Em meio a essa insensibilidade que atinge os condenados, o goleiro via o seu juiz nas arquibancadas, te assistindo ansiosamente e com a certeza de que terá seu pedido atendido.
O que lhe deixou com maior pânico, pois foi capaz de perceber o mais austero desprezo de toda ordinária súplica humana, por isso, nada poderia ser capaz de deter o Destino traçado para ele e seus companheiros de gramado.
Mas como toda singela emoção que advém de um desfalecimento, o jogador pôde experimentar sensações nunca antes notadas em sua vida.
O goleiro, juntamente com a sua equipe, não acatou às ordens mortais de seus juízes e decidiram enfrentar a morte como o último evento de suas vidas.

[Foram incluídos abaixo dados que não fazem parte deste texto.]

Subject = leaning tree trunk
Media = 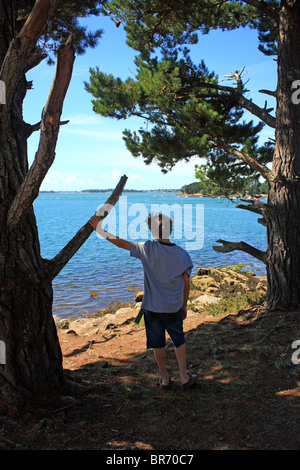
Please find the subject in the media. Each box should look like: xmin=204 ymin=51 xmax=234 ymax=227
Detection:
xmin=0 ymin=0 xmax=127 ymax=401
xmin=265 ymin=0 xmax=300 ymax=309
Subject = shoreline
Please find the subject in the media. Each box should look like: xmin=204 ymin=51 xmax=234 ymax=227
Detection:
xmin=53 ymin=265 xmax=267 ymax=333
xmin=174 ymin=193 xmax=268 ymax=200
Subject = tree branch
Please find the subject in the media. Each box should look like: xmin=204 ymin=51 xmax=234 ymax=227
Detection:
xmin=26 ymin=120 xmax=70 ymax=139
xmin=178 ymin=81 xmax=276 ymax=129
xmin=0 ymin=0 xmax=59 ymax=110
xmin=7 ymin=37 xmax=75 ymax=230
xmin=235 ymin=199 xmax=268 ymax=227
xmin=215 ymin=140 xmax=274 ymax=181
xmin=243 ymin=0 xmax=279 ymax=23
xmin=213 ymin=240 xmax=266 ymax=264
xmin=237 ymin=95 xmax=276 ymax=129
xmin=44 ymin=175 xmax=127 ymax=279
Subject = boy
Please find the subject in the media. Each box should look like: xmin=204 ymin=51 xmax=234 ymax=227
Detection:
xmin=89 ymin=213 xmax=196 ymax=389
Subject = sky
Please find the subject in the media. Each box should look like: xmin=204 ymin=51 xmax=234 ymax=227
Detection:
xmin=23 ymin=17 xmax=276 ymax=191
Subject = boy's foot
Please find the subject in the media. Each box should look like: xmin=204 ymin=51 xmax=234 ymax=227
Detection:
xmin=182 ymin=374 xmax=197 ymax=390
xmin=158 ymin=377 xmax=172 ymax=390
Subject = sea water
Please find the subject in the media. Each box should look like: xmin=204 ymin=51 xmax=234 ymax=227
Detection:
xmin=34 ymin=192 xmax=266 ymax=318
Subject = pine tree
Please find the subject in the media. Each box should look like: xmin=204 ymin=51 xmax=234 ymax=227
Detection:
xmin=86 ymin=0 xmax=300 ymax=309
xmin=0 ymin=0 xmax=126 ymax=402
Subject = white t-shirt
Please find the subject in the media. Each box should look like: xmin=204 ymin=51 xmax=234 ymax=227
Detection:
xmin=130 ymin=240 xmax=193 ymax=313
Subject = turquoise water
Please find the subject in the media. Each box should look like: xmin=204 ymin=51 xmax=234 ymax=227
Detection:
xmin=34 ymin=193 xmax=266 ymax=318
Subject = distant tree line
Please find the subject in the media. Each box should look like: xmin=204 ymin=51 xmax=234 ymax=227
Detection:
xmin=180 ymin=178 xmax=268 ymax=197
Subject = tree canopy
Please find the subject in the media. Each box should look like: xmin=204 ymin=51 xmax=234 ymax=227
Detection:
xmin=86 ymin=0 xmax=278 ymax=184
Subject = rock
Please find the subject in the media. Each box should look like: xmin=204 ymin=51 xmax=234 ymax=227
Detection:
xmin=53 ymin=315 xmax=69 ymax=330
xmin=193 ymin=294 xmax=221 ymax=305
xmin=197 ymin=268 xmax=210 ymax=276
xmin=69 ymin=307 xmax=136 ymax=335
xmin=134 ymin=291 xmax=144 ymax=302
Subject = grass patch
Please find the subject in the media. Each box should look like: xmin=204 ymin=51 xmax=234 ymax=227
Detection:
xmin=204 ymin=290 xmax=266 ymax=316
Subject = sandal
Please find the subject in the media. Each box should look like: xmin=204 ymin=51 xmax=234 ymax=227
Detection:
xmin=158 ymin=377 xmax=172 ymax=390
xmin=182 ymin=374 xmax=197 ymax=389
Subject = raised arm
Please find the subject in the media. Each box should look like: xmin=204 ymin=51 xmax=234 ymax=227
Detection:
xmin=182 ymin=272 xmax=190 ymax=319
xmin=89 ymin=215 xmax=130 ymax=251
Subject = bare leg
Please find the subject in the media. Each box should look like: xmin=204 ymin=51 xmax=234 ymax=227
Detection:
xmin=175 ymin=344 xmax=189 ymax=384
xmin=153 ymin=348 xmax=169 ymax=385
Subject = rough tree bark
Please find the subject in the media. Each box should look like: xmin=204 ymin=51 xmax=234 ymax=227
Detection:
xmin=0 ymin=0 xmax=127 ymax=401
xmin=265 ymin=0 xmax=300 ymax=309
xmin=214 ymin=0 xmax=300 ymax=310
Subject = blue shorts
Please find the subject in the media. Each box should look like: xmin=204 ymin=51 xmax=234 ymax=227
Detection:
xmin=144 ymin=309 xmax=185 ymax=349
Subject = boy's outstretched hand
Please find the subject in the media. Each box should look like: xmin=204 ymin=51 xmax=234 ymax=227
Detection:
xmin=89 ymin=215 xmax=101 ymax=230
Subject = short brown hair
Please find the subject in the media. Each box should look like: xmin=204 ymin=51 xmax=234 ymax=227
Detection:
xmin=146 ymin=212 xmax=173 ymax=238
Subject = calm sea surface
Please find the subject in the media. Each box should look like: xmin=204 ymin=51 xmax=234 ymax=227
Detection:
xmin=34 ymin=193 xmax=266 ymax=318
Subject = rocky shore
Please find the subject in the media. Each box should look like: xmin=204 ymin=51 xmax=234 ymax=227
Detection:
xmin=55 ymin=266 xmax=266 ymax=336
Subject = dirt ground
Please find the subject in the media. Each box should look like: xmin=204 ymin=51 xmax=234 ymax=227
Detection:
xmin=0 ymin=270 xmax=300 ymax=451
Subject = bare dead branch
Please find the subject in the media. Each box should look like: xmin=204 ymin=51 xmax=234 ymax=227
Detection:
xmin=216 ymin=141 xmax=274 ymax=181
xmin=7 ymin=38 xmax=75 ymax=230
xmin=243 ymin=0 xmax=279 ymax=23
xmin=0 ymin=0 xmax=58 ymax=109
xmin=213 ymin=240 xmax=266 ymax=264
xmin=45 ymin=175 xmax=127 ymax=279
xmin=258 ymin=90 xmax=276 ymax=98
xmin=27 ymin=120 xmax=70 ymax=138
xmin=177 ymin=81 xmax=276 ymax=129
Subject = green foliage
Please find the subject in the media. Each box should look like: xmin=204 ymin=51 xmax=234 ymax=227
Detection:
xmin=85 ymin=0 xmax=278 ymax=184
xmin=204 ymin=290 xmax=266 ymax=316
xmin=14 ymin=0 xmax=106 ymax=63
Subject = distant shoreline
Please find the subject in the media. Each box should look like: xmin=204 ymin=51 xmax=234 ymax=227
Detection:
xmin=40 ymin=188 xmax=180 ymax=194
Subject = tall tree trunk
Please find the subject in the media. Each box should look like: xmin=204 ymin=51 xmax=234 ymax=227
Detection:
xmin=0 ymin=0 xmax=127 ymax=402
xmin=0 ymin=97 xmax=66 ymax=399
xmin=265 ymin=0 xmax=300 ymax=309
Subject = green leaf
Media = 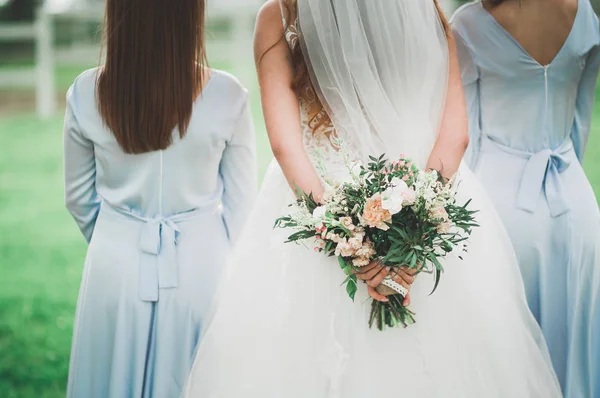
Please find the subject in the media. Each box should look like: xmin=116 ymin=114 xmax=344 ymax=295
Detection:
xmin=429 ymin=269 xmax=442 ymax=296
xmin=346 ymin=281 xmax=358 ymax=301
xmin=338 ymin=256 xmax=348 ymax=269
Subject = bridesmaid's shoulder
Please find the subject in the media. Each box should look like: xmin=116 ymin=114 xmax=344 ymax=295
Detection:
xmin=450 ymin=0 xmax=488 ymax=44
xmin=579 ymin=0 xmax=600 ymax=42
xmin=67 ymin=67 xmax=100 ymax=108
xmin=450 ymin=0 xmax=485 ymax=24
xmin=205 ymin=69 xmax=248 ymax=103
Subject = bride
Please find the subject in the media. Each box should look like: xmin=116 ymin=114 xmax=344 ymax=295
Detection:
xmin=186 ymin=0 xmax=561 ymax=398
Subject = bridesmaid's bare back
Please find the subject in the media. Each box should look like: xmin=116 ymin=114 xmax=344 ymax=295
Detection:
xmin=483 ymin=0 xmax=579 ymax=65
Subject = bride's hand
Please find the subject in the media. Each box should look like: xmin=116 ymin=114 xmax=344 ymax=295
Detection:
xmin=355 ymin=260 xmax=417 ymax=303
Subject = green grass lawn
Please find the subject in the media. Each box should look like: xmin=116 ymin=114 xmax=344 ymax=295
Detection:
xmin=0 ymin=67 xmax=600 ymax=398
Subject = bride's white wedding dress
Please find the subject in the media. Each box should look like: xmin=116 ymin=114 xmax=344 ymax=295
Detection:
xmin=186 ymin=0 xmax=561 ymax=398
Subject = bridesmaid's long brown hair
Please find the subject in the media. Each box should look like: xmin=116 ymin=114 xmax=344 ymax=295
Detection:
xmin=97 ymin=0 xmax=207 ymax=154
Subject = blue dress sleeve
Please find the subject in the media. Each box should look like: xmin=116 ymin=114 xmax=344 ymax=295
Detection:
xmin=63 ymin=85 xmax=101 ymax=243
xmin=571 ymin=45 xmax=600 ymax=163
xmin=219 ymin=94 xmax=258 ymax=243
xmin=454 ymin=29 xmax=482 ymax=169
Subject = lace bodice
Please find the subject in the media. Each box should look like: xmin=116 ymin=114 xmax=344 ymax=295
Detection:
xmin=283 ymin=17 xmax=360 ymax=182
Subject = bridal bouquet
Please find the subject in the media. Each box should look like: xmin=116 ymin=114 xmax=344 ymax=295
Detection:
xmin=275 ymin=155 xmax=477 ymax=330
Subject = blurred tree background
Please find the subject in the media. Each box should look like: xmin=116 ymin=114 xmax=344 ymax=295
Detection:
xmin=0 ymin=0 xmax=600 ymax=398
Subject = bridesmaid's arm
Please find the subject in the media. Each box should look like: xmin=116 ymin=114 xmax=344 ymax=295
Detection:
xmin=454 ymin=31 xmax=481 ymax=169
xmin=254 ymin=0 xmax=323 ymax=200
xmin=219 ymin=94 xmax=258 ymax=243
xmin=63 ymin=84 xmax=101 ymax=243
xmin=571 ymin=46 xmax=600 ymax=163
xmin=427 ymin=31 xmax=469 ymax=178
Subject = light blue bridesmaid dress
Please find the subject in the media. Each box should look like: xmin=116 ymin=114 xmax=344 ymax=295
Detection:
xmin=64 ymin=70 xmax=257 ymax=398
xmin=452 ymin=0 xmax=600 ymax=398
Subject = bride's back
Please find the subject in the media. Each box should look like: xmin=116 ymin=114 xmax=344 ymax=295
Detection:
xmin=272 ymin=0 xmax=448 ymax=163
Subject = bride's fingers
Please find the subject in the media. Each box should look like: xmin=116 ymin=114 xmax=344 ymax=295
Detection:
xmin=367 ymin=267 xmax=391 ymax=288
xmin=369 ymin=286 xmax=390 ymax=303
xmin=400 ymin=265 xmax=419 ymax=276
xmin=356 ymin=265 xmax=383 ymax=281
xmin=394 ymin=269 xmax=415 ymax=286
xmin=392 ymin=273 xmax=412 ymax=290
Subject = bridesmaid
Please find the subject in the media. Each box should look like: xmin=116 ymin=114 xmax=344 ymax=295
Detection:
xmin=64 ymin=0 xmax=257 ymax=398
xmin=452 ymin=0 xmax=600 ymax=398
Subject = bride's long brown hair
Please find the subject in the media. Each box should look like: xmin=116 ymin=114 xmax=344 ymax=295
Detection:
xmin=281 ymin=0 xmax=450 ymax=132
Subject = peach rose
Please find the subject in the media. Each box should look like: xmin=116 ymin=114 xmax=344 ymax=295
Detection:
xmin=335 ymin=238 xmax=356 ymax=257
xmin=362 ymin=193 xmax=392 ymax=231
xmin=356 ymin=242 xmax=377 ymax=258
xmin=340 ymin=217 xmax=356 ymax=231
xmin=352 ymin=257 xmax=371 ymax=268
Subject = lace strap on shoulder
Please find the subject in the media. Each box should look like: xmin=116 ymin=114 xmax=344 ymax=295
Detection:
xmin=278 ymin=0 xmax=298 ymax=50
xmin=277 ymin=0 xmax=288 ymax=31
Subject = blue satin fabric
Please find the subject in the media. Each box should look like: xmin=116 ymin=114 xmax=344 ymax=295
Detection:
xmin=451 ymin=0 xmax=600 ymax=398
xmin=64 ymin=70 xmax=257 ymax=398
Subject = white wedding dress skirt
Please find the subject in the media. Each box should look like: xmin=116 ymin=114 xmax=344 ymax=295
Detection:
xmin=186 ymin=162 xmax=561 ymax=398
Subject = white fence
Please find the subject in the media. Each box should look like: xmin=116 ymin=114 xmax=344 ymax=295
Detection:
xmin=0 ymin=0 xmax=457 ymax=118
xmin=0 ymin=0 xmax=260 ymax=118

A cada gol que a equipe de Kiev marcava, os jogadores ouviam como um soar de um sino a garantia de sua ruína, mas ao mesmo tempo, também vinha-lhes o som da degradação daqueles juízes e de seus onze séquitos ao se depararem com o vexame que era ter noção de que as suas raças superiores pudessem ser derrotados com tamanho desdém.
O fim do jogo veio, a equipe do FC Start venceu por 3x5 a Flafelk (equipe do comando militar germânico) e a morte de alguns daqueles jogadores, como em todo aquele período sombrio, se tornaram apenas obra do acaso.